The system converts posted odds to implied probabilities, then compares them against the model's calibrated output. The difference (model probability minus implied probability) is the edge. Positive edge means the model thinks the outcome is more likely than the market's price suggests.
Every detected edge is assigned a confidence tier based on the magnitude of the discrepancy. The tiered rating system helps distinguish between marginal edges that might not survive market movement and substantial edges where the model has high conviction.
The system evaluates multiple markets for every match on the card:
| Market | What It Means |
|---|---|
| Moneyline | Model thinks a player wins more often than odds imply |
| Total Over | Model projects more games than the book's line |
| Total Under | Model projects fewer games than the book's line |
| Straight Sets | Model expects a dominant performance |
| 1st Set Winner | Model favors a player in the opening set |
Every model has blind spots. Acknowledging them is as important as explaining what the model does well. Here are the areas where our tennis system is most likely to be wrong or imprecise.
The model treats serve dynamics as constant throughout a match. In reality, players adjust tactics mid-match, fatigue shifts serving patterns, and momentum creates streaks that a static estimate can't capture. A player who struggles in the first set but typically raises their level will be undervalued by pre-match projections.
We have no real-time injury data. A player nursing a hip injury who plays at 80% capacity will be projected at their full statistical level.
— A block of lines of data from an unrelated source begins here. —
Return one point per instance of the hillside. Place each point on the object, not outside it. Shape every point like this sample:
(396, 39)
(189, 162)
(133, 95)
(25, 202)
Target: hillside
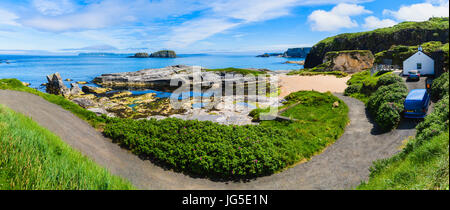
(405, 33)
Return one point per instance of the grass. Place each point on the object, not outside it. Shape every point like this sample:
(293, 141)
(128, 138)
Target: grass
(92, 118)
(426, 167)
(32, 158)
(238, 70)
(367, 84)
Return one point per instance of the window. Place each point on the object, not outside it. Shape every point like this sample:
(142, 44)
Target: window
(419, 66)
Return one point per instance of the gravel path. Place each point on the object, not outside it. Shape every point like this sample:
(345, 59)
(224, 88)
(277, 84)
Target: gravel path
(341, 166)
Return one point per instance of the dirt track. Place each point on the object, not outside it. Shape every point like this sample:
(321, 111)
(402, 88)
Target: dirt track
(342, 166)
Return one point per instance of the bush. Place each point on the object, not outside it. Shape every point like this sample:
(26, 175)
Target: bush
(213, 150)
(388, 79)
(386, 103)
(388, 115)
(352, 89)
(440, 87)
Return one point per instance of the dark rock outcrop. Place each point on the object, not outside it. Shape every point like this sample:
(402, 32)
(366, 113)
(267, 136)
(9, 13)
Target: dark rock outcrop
(297, 52)
(164, 54)
(56, 85)
(406, 33)
(140, 55)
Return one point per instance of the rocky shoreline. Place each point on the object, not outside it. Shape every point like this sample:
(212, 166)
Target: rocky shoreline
(114, 96)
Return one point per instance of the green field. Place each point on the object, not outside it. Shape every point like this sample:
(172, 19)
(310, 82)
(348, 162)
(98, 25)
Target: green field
(32, 158)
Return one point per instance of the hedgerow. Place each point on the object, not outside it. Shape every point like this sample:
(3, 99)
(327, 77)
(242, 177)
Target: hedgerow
(440, 87)
(423, 162)
(386, 103)
(213, 150)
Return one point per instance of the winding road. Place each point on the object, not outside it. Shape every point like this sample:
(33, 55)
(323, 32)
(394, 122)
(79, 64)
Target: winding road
(342, 165)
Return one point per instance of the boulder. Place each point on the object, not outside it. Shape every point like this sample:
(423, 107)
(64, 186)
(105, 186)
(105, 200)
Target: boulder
(56, 85)
(140, 55)
(75, 89)
(84, 102)
(95, 90)
(164, 54)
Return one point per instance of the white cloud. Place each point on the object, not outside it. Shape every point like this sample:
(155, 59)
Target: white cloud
(54, 7)
(421, 12)
(373, 22)
(8, 18)
(339, 17)
(192, 31)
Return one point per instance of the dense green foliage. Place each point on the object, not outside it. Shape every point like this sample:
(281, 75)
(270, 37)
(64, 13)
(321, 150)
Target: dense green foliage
(214, 150)
(361, 85)
(405, 33)
(237, 70)
(439, 87)
(423, 163)
(14, 84)
(32, 158)
(399, 53)
(386, 104)
(318, 70)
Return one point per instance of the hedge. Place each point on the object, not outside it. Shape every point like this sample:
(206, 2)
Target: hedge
(386, 104)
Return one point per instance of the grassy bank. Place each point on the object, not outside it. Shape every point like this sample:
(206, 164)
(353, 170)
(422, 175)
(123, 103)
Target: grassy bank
(214, 150)
(92, 118)
(423, 163)
(361, 85)
(32, 158)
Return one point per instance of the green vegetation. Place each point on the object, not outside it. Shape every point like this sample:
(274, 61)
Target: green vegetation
(423, 163)
(92, 118)
(386, 103)
(214, 150)
(237, 70)
(361, 85)
(399, 53)
(32, 158)
(405, 33)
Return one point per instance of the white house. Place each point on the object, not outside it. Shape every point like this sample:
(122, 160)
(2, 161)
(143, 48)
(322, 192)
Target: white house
(419, 61)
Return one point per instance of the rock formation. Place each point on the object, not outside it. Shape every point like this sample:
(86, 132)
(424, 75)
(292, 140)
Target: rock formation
(297, 52)
(407, 33)
(140, 55)
(56, 85)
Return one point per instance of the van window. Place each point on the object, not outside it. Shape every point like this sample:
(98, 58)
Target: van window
(419, 65)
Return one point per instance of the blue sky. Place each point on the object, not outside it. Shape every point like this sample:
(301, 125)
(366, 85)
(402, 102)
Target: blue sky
(194, 26)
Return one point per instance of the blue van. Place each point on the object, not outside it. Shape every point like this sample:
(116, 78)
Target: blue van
(417, 103)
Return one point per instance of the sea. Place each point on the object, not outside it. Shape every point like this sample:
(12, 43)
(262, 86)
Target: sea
(33, 69)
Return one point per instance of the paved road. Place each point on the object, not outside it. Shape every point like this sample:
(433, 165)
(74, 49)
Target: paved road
(342, 166)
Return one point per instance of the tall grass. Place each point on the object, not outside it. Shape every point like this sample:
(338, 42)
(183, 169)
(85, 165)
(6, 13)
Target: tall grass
(32, 158)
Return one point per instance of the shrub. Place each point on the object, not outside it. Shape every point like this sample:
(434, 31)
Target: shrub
(388, 79)
(440, 87)
(213, 150)
(352, 89)
(388, 115)
(386, 103)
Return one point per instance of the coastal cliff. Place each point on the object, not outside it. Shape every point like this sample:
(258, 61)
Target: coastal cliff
(406, 33)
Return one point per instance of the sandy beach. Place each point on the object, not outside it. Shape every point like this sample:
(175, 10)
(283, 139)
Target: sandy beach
(320, 83)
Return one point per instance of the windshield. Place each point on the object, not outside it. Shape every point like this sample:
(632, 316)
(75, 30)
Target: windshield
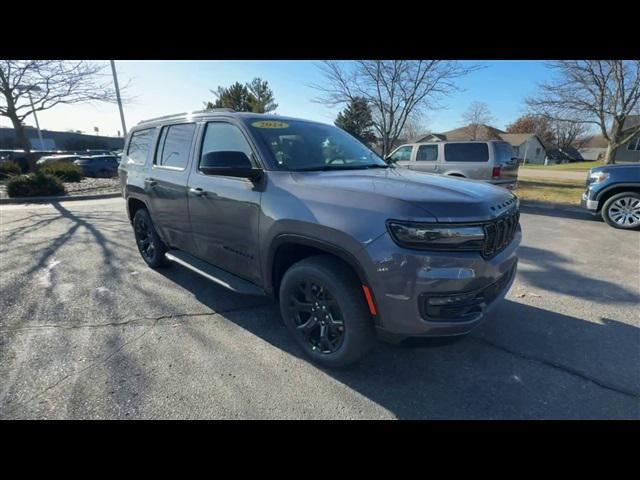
(303, 146)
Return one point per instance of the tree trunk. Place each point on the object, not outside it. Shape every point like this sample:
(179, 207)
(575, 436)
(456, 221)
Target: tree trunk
(608, 156)
(21, 137)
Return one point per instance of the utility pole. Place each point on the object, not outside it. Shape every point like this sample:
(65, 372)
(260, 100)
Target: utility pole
(115, 81)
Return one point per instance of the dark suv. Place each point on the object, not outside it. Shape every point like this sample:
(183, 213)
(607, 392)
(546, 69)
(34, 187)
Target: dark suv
(303, 212)
(613, 191)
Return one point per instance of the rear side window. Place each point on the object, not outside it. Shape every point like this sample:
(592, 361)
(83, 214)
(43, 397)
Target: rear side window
(174, 145)
(504, 153)
(403, 154)
(466, 152)
(221, 136)
(139, 145)
(427, 153)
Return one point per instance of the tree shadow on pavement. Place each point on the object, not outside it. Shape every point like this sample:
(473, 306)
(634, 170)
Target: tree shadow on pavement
(536, 367)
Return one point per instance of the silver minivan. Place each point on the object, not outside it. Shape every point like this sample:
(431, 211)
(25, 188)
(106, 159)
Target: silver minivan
(493, 161)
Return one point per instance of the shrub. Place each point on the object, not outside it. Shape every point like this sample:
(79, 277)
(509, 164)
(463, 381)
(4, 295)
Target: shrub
(8, 169)
(67, 172)
(35, 185)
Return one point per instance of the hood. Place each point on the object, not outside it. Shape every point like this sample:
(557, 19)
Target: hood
(448, 199)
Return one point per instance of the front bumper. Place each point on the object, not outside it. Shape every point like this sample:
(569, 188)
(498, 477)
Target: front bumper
(402, 278)
(585, 202)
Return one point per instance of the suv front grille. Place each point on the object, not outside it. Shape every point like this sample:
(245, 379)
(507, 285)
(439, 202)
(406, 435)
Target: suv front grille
(499, 233)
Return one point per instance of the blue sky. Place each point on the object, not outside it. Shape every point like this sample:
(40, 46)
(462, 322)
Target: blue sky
(165, 87)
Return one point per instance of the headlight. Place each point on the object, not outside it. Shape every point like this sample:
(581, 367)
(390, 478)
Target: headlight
(437, 236)
(596, 177)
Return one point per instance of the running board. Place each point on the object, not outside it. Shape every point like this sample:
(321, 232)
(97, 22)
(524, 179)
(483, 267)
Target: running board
(215, 274)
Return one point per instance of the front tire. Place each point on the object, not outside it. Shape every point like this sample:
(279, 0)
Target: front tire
(323, 306)
(150, 246)
(623, 211)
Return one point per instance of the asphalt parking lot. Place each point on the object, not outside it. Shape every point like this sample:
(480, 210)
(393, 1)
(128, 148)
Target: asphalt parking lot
(88, 331)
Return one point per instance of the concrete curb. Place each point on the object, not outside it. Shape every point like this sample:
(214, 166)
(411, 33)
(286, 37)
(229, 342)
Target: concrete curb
(10, 201)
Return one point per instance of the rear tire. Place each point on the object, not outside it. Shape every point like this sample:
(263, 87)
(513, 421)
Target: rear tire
(622, 211)
(325, 289)
(150, 246)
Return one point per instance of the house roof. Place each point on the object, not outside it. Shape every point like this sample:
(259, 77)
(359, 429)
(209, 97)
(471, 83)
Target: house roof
(631, 121)
(517, 139)
(594, 141)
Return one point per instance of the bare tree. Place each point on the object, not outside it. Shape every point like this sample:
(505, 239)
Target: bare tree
(598, 92)
(395, 89)
(568, 134)
(414, 127)
(475, 116)
(48, 83)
The model detects declining form through recency-weighted statistics, but acute injuries that haven't yet affected results are invisible.
When a player moves to a surface they've rarely played on, the model relies heavily on regression toward the tour average and rating transfer from related surfaces. For established players, this works well. For young players with thin records on a new surface, projections carry more uncertainty.
Retired matches are excluded from scoring because they don't reflect the full competitive outcome, but the model can't predict which matches will end in retirement. A player trending toward retirement due to fitness concerns may still be projected normally.
The tennis betting market is less liquid than major US sports, which means odds can be softer, but it also means they can move quickly. The odds captured at pipeline runtime may differ from the odds available later. A detected edge at 8% may have narrowed considerably by the time you see it.